We prove that, for every fixed $\theta_0>0$, selecting a subset of prescribed cardinality that maximizes the Solow--Polasky diversity indicator is NP-hard for finite point sets in $\mathbb{R}^2$ with the Euclidean metric, and therefore also for finite point sets in $\mathbb{R}^d$ for every fixed dimension $d \ge 2$. This strictly strengthens our earlier NP-hardness result for general metric spaces by showing that hardness persists under the severe geometric restriction to the Euclidean plane. At the same time, the Euclidean proof technique is different from the conceptually easier earlier argument for arbitrary metric spaces, and that general metric-space construction does not directly translate to the Euclidean setting.

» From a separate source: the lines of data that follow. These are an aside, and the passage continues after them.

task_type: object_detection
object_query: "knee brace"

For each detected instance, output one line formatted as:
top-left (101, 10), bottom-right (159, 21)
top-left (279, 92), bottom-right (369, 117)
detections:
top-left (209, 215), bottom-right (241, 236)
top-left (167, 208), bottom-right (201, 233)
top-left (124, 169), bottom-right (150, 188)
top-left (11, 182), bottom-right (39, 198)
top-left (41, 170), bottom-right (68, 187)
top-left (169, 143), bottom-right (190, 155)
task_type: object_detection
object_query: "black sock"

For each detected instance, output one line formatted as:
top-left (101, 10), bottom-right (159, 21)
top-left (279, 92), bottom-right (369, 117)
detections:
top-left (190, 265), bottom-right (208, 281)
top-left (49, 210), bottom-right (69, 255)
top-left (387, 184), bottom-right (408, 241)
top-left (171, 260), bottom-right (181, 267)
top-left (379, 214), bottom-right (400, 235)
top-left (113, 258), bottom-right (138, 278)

In the earlier proof one can use an exact construction tailored to arbitrary metrics, essentially exploiting a two-distance structure. In contrast, such an exact realization is unavailable in fixed-dimensional Euclidean space, so the present reduction requires a genuinely geometric argument. Our Euclidean proof is based on two distance thresholds, which allow us to separate yes-instances from no-instances by robust inequalities rather than by the exact construction used in the general metric setting. The main technical ingredient is a bounded-box comparison lemma for the nonlinear objective $\mathbf{1}^{\top}Z^{-1}\mathbf{1}$, where $Z_{ij}=e^{-\theta_0 d(x_i,x_j)}$. This lemma controls the effect of perturbations in the pairwise distances well enough to transfer the gap created by the reduction. The reduction is from \emph{Geometric Unit-Disk Independent Set}. We present the main argument in geometric form for finite subsets of $\mathbb{R}^2$, with an appendix supplying the bit-complexity details needed for polynomial-time reducibility.